Divide the number in to N integers such that each part is nearly equal to e (Euler number 2.718..). The product will be the maximum. Since the closest integer number to e is 3. Divide 3841 into 1279 parts of value 3 each and two more parts of value 2. After 3, the nearest integer to e is 2.
So the sum is: 3 + 3 + 3 + .... 1279 times + 2 + 2 = 3831
The product of these numbers which is maximum for any partition of 3841:
3¹²⁷⁹ * 2 * 2 ≈ 6.9 * 10⁶¹⁰
You can check up the product of any other partition. It should be less than this.
I hope the following generic solution for any integer sum S is formal and is a valid proof. I give the proof here below.

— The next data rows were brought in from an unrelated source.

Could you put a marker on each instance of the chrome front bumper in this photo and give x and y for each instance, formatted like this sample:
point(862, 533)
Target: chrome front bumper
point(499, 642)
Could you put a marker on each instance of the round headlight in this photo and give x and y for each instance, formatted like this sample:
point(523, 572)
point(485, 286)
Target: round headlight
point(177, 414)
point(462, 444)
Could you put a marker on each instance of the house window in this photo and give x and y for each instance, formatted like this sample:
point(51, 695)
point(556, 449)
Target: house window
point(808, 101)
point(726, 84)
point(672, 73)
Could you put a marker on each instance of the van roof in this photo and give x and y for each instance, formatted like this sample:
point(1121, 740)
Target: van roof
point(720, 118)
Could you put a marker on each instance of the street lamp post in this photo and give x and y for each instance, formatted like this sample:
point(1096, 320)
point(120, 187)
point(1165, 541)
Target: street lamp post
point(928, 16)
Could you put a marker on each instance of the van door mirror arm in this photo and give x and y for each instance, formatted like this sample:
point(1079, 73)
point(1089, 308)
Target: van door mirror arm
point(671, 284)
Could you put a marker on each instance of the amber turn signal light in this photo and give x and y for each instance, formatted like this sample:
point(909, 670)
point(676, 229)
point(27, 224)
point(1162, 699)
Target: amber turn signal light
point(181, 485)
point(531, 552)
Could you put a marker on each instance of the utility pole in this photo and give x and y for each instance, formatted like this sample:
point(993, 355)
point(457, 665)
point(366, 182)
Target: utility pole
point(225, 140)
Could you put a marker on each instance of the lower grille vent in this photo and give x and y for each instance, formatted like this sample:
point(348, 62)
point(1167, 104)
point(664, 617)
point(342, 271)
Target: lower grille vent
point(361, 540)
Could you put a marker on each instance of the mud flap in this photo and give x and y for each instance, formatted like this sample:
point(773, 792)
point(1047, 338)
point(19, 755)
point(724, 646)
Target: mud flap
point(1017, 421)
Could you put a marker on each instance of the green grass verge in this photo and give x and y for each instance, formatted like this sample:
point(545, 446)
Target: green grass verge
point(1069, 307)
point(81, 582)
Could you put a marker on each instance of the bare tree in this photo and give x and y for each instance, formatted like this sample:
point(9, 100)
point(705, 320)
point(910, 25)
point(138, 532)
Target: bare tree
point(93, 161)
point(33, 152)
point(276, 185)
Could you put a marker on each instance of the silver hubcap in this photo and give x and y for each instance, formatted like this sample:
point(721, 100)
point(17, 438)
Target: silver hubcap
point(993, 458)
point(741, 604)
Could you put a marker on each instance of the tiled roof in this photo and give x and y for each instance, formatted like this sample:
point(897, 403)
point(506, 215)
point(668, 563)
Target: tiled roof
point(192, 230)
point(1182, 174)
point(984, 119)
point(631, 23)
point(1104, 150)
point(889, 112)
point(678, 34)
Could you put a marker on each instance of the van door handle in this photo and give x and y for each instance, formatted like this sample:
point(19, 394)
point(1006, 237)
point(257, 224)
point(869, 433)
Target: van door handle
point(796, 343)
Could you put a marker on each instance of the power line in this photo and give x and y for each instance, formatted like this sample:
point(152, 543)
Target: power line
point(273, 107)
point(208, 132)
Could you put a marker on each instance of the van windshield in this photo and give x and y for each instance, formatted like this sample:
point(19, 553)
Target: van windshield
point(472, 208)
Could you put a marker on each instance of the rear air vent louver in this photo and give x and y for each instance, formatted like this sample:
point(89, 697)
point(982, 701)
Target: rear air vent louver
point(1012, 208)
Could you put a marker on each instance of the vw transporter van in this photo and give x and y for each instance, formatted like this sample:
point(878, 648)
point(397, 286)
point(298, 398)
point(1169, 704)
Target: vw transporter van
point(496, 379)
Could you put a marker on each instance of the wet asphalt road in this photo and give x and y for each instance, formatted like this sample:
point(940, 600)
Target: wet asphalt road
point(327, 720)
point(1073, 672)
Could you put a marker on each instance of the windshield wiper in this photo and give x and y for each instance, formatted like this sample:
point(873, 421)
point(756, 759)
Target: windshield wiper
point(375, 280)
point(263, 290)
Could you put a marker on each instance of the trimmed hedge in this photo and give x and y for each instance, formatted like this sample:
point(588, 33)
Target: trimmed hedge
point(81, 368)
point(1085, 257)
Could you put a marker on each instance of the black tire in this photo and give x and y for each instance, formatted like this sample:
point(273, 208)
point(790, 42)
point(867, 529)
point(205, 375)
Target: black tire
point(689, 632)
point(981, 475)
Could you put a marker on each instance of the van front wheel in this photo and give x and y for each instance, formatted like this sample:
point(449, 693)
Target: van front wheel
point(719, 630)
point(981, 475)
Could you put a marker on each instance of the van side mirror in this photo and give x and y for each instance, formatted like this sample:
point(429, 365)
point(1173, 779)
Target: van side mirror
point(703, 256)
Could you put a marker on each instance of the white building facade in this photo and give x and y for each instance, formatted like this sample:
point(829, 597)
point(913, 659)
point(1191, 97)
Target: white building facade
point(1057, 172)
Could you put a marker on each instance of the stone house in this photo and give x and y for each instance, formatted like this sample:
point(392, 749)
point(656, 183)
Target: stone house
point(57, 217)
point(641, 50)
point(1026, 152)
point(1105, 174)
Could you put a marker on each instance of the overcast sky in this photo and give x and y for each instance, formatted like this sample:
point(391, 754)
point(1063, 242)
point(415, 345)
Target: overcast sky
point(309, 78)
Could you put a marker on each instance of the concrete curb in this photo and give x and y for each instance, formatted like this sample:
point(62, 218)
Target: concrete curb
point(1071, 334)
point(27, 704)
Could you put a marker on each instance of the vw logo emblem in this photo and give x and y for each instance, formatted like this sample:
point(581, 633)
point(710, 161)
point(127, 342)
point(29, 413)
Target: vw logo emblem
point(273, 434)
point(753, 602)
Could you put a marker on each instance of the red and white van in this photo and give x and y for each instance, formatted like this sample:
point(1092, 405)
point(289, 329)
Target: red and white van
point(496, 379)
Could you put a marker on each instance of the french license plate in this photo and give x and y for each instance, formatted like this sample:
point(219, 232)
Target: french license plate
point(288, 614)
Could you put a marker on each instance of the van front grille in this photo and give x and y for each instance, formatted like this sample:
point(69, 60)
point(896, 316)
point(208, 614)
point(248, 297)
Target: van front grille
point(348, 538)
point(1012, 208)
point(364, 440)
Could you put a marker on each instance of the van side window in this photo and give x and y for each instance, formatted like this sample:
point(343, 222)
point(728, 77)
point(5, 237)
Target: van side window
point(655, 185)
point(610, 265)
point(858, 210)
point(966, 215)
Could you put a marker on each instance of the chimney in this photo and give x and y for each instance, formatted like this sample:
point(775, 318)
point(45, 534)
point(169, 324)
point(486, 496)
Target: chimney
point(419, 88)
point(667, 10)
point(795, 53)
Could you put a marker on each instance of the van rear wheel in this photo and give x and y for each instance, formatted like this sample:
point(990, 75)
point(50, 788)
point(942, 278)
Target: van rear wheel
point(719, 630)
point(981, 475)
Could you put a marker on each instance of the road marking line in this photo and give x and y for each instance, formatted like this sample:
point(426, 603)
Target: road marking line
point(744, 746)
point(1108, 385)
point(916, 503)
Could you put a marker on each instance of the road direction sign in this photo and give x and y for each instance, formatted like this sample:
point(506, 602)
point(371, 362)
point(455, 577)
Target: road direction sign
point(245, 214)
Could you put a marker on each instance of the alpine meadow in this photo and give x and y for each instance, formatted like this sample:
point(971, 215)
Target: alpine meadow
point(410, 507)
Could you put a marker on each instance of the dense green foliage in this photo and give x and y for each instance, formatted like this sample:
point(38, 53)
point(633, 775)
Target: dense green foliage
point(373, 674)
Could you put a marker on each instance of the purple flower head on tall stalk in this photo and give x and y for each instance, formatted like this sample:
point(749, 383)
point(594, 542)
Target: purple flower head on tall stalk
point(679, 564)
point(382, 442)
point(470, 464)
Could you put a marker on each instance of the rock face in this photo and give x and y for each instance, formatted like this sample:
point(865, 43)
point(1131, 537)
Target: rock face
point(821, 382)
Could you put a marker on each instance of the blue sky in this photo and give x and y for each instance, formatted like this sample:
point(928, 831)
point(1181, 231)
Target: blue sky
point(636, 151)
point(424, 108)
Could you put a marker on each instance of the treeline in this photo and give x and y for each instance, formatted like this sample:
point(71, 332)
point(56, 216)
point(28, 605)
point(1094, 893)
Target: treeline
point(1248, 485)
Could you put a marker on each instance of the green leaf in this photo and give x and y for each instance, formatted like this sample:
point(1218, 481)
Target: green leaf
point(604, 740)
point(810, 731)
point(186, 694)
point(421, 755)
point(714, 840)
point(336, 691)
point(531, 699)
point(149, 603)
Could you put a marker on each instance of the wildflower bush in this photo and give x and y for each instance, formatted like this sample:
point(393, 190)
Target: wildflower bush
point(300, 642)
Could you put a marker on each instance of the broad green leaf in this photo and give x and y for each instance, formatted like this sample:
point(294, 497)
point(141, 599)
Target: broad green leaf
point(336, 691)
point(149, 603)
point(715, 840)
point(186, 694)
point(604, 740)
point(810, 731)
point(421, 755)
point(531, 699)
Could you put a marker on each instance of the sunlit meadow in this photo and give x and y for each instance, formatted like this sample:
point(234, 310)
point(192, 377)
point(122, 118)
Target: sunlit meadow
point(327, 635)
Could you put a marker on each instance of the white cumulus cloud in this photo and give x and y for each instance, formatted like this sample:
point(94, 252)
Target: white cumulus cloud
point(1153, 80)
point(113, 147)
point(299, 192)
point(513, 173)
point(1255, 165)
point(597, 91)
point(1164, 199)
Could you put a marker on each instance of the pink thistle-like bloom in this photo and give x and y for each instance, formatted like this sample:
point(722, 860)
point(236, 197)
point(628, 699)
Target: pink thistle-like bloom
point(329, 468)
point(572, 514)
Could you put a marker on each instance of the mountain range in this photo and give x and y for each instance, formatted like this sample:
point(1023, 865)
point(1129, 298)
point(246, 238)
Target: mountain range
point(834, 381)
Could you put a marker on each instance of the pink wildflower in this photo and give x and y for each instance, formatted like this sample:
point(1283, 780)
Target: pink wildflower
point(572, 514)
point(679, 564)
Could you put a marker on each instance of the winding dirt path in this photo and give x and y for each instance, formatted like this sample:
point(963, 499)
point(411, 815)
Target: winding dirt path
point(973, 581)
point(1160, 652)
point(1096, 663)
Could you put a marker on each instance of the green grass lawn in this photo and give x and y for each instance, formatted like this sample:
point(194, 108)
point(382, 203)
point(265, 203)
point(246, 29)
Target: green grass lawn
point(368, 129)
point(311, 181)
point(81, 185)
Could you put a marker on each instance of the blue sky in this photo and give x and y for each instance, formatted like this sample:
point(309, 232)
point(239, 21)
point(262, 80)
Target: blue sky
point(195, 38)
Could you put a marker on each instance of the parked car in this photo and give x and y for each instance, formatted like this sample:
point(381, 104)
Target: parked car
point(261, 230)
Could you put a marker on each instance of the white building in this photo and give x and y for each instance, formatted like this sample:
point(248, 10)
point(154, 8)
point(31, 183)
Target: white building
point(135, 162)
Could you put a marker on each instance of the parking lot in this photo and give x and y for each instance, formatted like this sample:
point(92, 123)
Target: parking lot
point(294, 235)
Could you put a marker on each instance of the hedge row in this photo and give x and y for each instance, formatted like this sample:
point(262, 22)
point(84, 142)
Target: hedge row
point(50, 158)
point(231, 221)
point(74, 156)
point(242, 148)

Let us divide the number (an integer sum) S as :
x1 + x2 + x3 + x4 + .... + xn = S where 1<= x_i <= S
=> xn = (S - x1 - x2 - x3 - .... x_n-1)
Product: P = x1 x2 x3 x4 .... x_n-1 * (S - x1 - x2 - x3 .... - x_n-1) = S
Differentiate partially wrt x1, then partially wrt x2, then partially wrt x3 and so on.. Equate them to 0 for maximization.
dP/d x1 = (x2 x3 x4 ...x_n-1) [S - 2 * x1 - x2 - x3 ....- x_n-1] = 0
=> 2 x1 + x2 + x3 + .... + x_n-1 = S
=> x1 = xn
Similarly when we do dP/d x2, we get x2 = xn and so on...
So the product is maximum when all parts (partitioned parts) are equal.
Now we have to find out the number "S/n" of each part and number "n" of parts in to which S is to be divided.
Sum = S = n * S/n
Product = P = (S/n)^n = S^n / n^n
To find the optimum value of n, differentiate p wrt to n:
Ln P = n Ln S - n Ln n
=> 1/P * d P/ dn = Ln S - n * 1/n - Ln n
= Ln (S/n) - 1
Equating the derivative to 0, we get S/n = e (Euler e = 2.718..)
Thus each part is equal to e and there are S/e parts into which S is divided.
Since this question is integer based, we will have parts equal to 3 if the number is completely divisible by 3. Otherwise, we will have either one part or two parts of value 2.